As President Sian Leah Beilock is inaugurated this Friday, we look forward to a new Dartmouth. Through the elimination of Good Sam fees, she has already demonstrated her fresh and equitable mindset towards student fees. I am hopeful that this sentiment may be extended towards the Ledyard water sports rentals. Currently, many students are turned away from the steep rental prices. Kayaks are $10 an hour, canoes are $20 an hour and clipper canoes are $30 an hour. Whether the solution would be to subsidize the Ledyard rentals or offer alternative rentals not through Ledyard, making water sports more accessible would be a welcome change.

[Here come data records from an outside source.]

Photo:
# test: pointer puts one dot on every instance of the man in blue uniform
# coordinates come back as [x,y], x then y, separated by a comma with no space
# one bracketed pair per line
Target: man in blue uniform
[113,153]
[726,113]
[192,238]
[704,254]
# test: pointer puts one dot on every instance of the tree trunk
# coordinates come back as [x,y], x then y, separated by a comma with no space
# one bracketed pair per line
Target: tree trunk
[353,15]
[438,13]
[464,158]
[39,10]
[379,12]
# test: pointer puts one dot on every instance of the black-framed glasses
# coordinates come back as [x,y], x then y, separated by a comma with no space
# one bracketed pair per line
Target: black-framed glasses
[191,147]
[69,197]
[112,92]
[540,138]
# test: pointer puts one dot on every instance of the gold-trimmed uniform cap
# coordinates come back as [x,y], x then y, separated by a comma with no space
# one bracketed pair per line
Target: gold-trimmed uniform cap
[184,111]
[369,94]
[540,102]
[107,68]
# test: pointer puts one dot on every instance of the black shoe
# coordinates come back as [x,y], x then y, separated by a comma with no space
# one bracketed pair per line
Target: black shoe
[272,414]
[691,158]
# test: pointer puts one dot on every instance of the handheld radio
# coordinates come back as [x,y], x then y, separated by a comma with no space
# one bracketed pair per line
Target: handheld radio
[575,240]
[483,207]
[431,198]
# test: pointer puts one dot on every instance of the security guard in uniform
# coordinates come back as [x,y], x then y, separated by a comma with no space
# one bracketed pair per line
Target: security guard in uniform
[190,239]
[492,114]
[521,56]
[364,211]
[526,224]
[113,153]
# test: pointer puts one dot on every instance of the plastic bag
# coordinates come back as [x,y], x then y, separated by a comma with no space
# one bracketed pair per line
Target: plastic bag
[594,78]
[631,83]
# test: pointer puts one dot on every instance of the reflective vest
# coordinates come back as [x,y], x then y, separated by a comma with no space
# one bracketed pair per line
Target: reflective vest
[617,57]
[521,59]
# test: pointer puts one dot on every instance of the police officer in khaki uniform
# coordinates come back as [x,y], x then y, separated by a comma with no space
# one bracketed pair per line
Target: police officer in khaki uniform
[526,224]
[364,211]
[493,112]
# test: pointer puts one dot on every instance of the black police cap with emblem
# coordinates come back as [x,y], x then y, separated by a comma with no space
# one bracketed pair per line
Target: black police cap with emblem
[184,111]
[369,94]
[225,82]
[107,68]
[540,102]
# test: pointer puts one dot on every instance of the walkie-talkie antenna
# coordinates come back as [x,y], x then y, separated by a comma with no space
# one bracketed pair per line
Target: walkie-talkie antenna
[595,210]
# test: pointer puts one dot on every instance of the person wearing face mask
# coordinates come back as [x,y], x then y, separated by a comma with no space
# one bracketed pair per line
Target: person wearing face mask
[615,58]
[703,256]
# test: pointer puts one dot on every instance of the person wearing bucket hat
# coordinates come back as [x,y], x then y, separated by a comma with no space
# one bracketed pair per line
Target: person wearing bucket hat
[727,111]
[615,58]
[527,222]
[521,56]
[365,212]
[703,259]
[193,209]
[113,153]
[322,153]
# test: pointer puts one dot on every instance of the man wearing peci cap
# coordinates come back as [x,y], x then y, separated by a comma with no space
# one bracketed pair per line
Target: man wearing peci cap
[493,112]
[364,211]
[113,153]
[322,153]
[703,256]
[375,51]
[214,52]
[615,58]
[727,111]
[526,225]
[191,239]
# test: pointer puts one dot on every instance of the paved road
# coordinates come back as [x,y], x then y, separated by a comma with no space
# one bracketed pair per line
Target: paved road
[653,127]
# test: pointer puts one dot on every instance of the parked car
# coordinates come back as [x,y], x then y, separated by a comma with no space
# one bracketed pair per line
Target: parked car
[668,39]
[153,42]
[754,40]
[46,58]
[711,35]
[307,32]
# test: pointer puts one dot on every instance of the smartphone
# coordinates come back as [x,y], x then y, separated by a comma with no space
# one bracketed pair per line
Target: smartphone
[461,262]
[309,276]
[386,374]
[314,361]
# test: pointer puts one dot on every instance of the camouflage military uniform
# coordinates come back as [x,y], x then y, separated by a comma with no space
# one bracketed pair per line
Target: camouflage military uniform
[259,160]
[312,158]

— Nate Njaa ’27, Contributing Columnist

In president Sian Leah Beilock’s first year at Dartmouth, I would like to see her follow through on her inauguration speech commitments to address residential housing issues across campus. As a first year, I have found that dorm situations, for myself and my friends, have been far from glamorous. From holes in walls and possible mold issues to showers without doors or curtains, the residential buildings are not in appropriate condition to preserve the safety and well-being of Dartmouth’s students. As she begins her time here at Dartmouth, it is crucial that she gives attention to our dorms so that important renovations are actually carried out to ensure that students can live in healthy, welcoming spaces.

— Vincent Benvenuto ’27, Contributing Columnist

In Sian Leah Beilock’s first year serving as the President of Dartmouth College, I hope to see her more fully address student mental health. Dartmouth is an incredible institution, but many students are unable to process the pressures of this intense academic environment using healthy coping strategies. Hopefully, Beilock will continue to work with the Student Wellness Center, Academic Skills Center and other organizations to provide students with resources that help them cope with personal and academic pressures. Additional funding and continued recognition of student mental health will destigmatize mental illness and make students more comfortable accessing wellness resources.

— Ava Razavi ’27, Contributing Columnist

I personally would love to see Beilock address some of the class-based inequity present at Dartmouth. Dartmouth is incredibly lucky to have students from all backgrounds, but not all students at Dartmouth have access to the same privileges, resources, and opportunities. I would love to see her work to bridge this gap for students from varying socioeconomic backgrounds. It would be amazing to see efforts to increase equity on campus in this regard.

— Miriam Bowman ’27, Contributing Columnist

Opinion Asks contributions represent the views of their author(s), which are not necessarily those of The Dartmouth.